Um dos últimos atendidos do mutirão, Vicente Leôncio Mahle estava confiante quando deixou o prédio da Defensoria, no fim da tarde de 10 de junho. Após o atendimento que durou 16 minutos, ele saiu com o encaminhamento de que precisava. Filho biológico de uma prostituta e de um traficante, ele foi adotado pela sua família aos 9 anos de idade. Chegou a morar na rua, onde passou por “maus bocados”. Quando se assumiu homem trans há dois anos, enfrentou resistência dos pais e foi morar com a avó, “para dar tempo ao tempo”. 

Vicente Leôncio Mahle: “O dia que eu pegar meu documento com meu nome social vai ser meu novo aniversário” – Foto: Vitória Sofia Buchner Gaiotto/Ascom DPE-PR

“Minha mãe teve resistência não por ser contra, mas porque tinha receio do que eu poderia passar, dizendo que eu já tinha sofrido muito na vida. Minha avó, de 77 anos, foi quem mais me apoiou. Pegou computador e foi estudar, entender as siglas, foi se informar. Hoje, vira e mexe, meu pai ainda desliza, me chama pelo pronome errado ou pelo nome de registro, mas estamos no caminho. Somos um lar acolhedor”, observou. “Quem não tinha a mente aberta, abriu na porrada”, brincou.

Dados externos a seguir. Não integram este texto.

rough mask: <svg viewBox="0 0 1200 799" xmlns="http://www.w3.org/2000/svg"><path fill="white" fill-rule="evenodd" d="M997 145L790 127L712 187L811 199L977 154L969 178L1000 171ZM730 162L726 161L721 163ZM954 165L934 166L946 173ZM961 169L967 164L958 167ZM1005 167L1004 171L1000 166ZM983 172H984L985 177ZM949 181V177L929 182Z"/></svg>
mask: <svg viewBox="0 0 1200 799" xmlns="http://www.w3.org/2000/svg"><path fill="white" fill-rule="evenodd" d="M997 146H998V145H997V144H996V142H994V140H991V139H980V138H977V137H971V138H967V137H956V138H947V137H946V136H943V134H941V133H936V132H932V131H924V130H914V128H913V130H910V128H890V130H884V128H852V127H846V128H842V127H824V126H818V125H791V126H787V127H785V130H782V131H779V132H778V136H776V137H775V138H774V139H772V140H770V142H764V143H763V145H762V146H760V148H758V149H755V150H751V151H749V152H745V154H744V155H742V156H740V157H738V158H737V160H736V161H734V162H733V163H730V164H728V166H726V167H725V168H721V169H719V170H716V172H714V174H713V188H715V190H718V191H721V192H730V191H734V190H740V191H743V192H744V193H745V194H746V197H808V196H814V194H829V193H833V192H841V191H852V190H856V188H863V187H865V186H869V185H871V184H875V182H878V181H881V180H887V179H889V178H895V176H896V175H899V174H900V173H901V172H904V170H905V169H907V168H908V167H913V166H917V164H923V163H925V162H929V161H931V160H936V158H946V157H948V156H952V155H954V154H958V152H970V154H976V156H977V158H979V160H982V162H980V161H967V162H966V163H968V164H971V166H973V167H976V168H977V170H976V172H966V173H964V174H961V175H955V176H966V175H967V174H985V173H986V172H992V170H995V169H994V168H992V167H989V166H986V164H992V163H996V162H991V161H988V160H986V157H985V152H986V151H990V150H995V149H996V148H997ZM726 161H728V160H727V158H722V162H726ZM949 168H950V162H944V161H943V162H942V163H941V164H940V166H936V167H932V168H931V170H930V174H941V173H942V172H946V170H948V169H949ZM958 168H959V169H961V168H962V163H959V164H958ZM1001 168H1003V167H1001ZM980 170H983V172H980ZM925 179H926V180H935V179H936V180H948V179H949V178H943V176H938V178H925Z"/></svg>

Em junho do ano passado, Mahle começou o tratamento hormonal. Quem lhe aplicou a primeira dose foi a mãe, enfermeira. Agora, a alteração do prenome e do gênero em seus documentos pessoais será mais um passo em seu processo de identidade de gênero. “Quando alguém nos chama pelo nome, faz diferença enorme. O dia que eu pegar meu documento com meu nome social vai ser meu novo aniversário. Vai ser como se eu tivesse passado no vestibular”, definiu. “Estou recebendo muito apoio da família, de amigos, de colegas… Eu mandei mensagem para a minha mãe, avisando que o processo estava encaminhado, ela ficou super feliz. Assim que eu chegar em casa, a gente vai pedir pizza para comemorar”, disse.